What steps do I have to take to assign my lease or sublet?
If you are in a situation that lets you assign your lease or sublet you must send your landlord a notice of assignment or sublet, once you have found a potential tenant.
This notice must include the name and address of the potential tenant and the projected date for the assignment or sublet. You must send this notice to the landlord’s address as it appears on your lease and it must be written in the same language (French, English, etc.) as the lease.
You can get a model notice on the Régie du logement website or by visiting their offices.

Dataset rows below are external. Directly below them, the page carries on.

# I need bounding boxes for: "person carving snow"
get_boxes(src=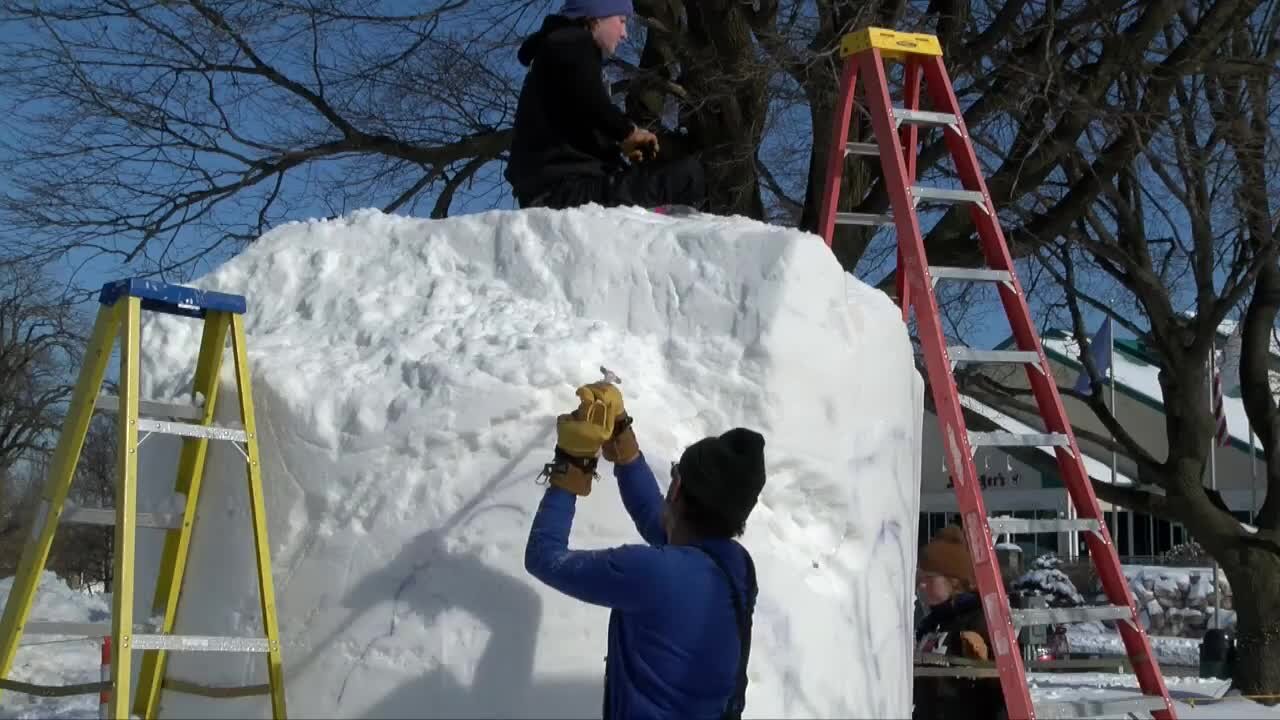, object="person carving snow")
[911,527,1006,720]
[525,383,765,720]
[504,0,705,209]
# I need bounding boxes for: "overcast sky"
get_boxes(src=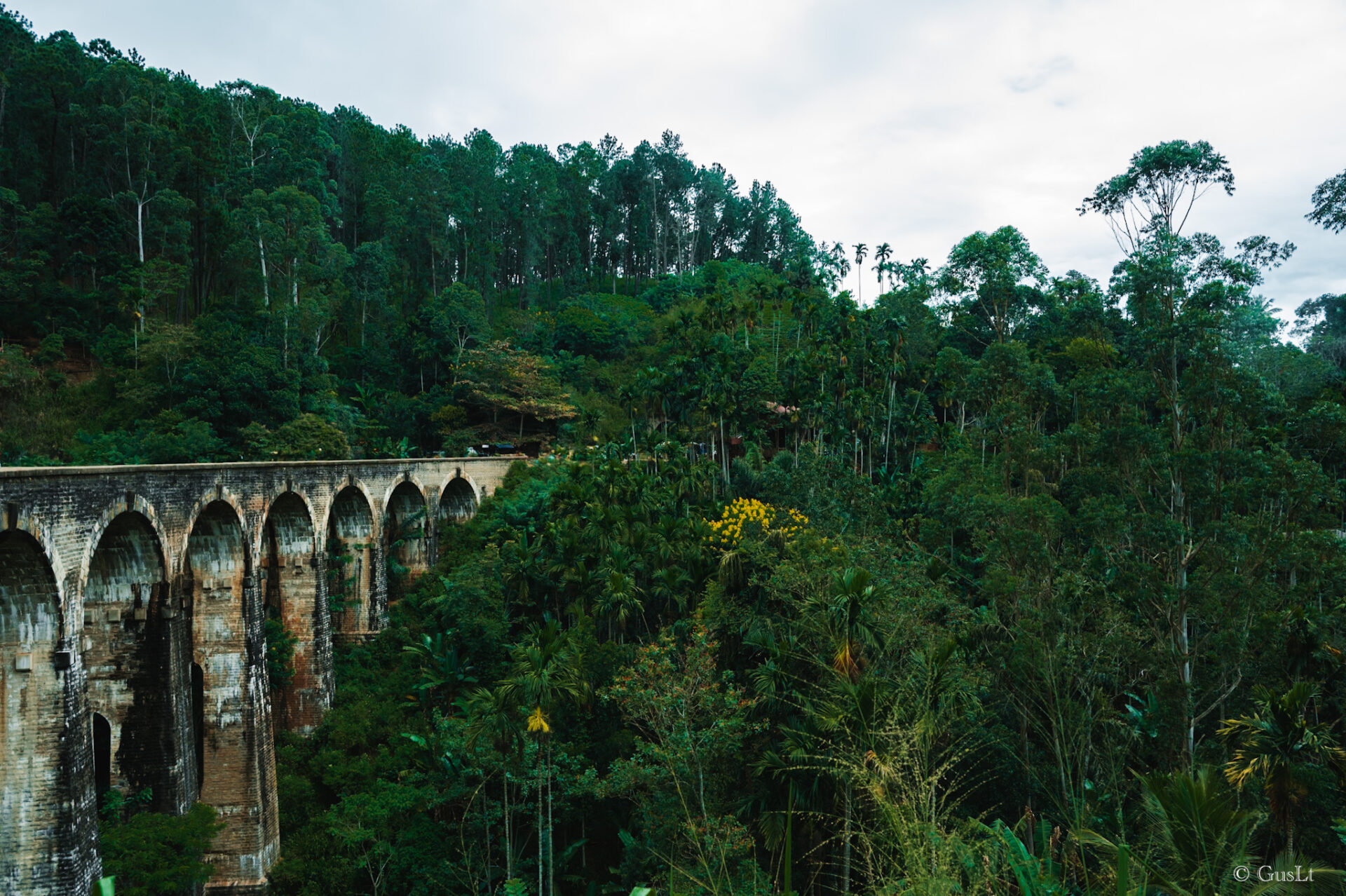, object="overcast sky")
[23,0,1346,318]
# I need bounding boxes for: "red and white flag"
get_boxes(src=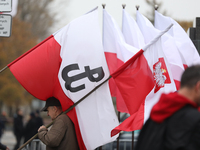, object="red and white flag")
[111,24,176,135]
[155,11,200,68]
[103,9,138,113]
[122,9,145,49]
[8,9,119,150]
[137,11,184,90]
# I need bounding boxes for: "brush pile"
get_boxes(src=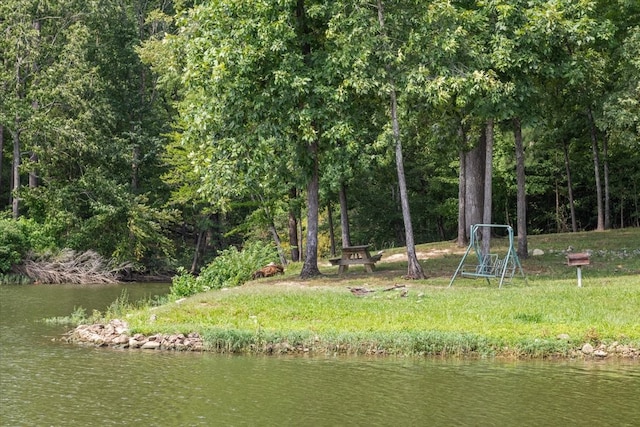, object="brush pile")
[13,249,130,284]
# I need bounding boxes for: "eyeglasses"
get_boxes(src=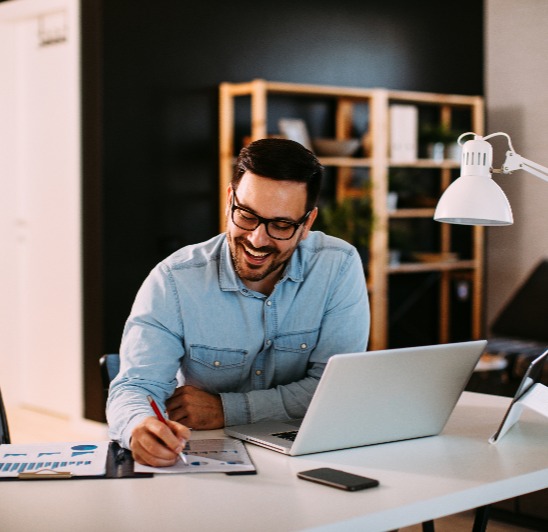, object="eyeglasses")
[231,190,312,240]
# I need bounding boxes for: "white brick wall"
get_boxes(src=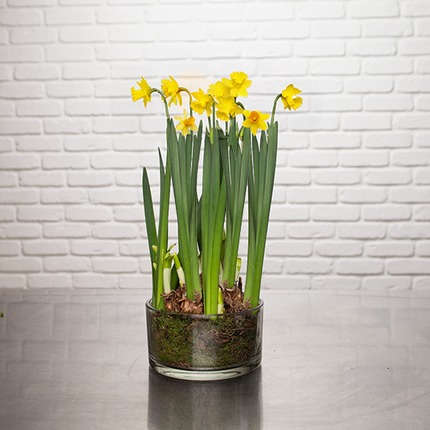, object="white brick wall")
[0,0,430,289]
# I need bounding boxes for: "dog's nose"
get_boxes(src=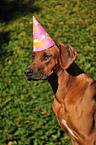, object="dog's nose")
[24,68,33,76]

The landlord must reply within 15 of getting your notice. The landlord cannot refuse the assignment or sublet unless there is a good reason, such as the proposed tenant’s inability to pay the rent or problematic behavior of this tenant. This is the case no matter what your lease or the building rules say. If the landlord does not respond to your notice within the 15-day period, the law considers that your landlord accepts your request to assign or sublet.
What can I do if my landlord refuses to let me sublet or assign the lease?
You can ask the Régie du logement (rental board) to force your landlord to accept the assignment or sublet if he has no good reason for refusing.
For more information on requests to the Régie du logement, see our article The Régie du logement.
Can a landlord cancel a sublet?
Yes. A landlord can ask to cancel a sublet if the subtenant causes serious inconvenience to the landlord or the other occupants of the building. This could be the case, for example, if the subtenant pays the rent late or causes so much noise that other tenants complain.
A landlord in this situation can request not only the cancellation of the lease, but also compensation (money) for the harm caused.
This article explains in a general way the law that applies in Quebec. This article is not a legal opinion or legal advice. To find out the specific rules for your situation, consult a lawyer or notary.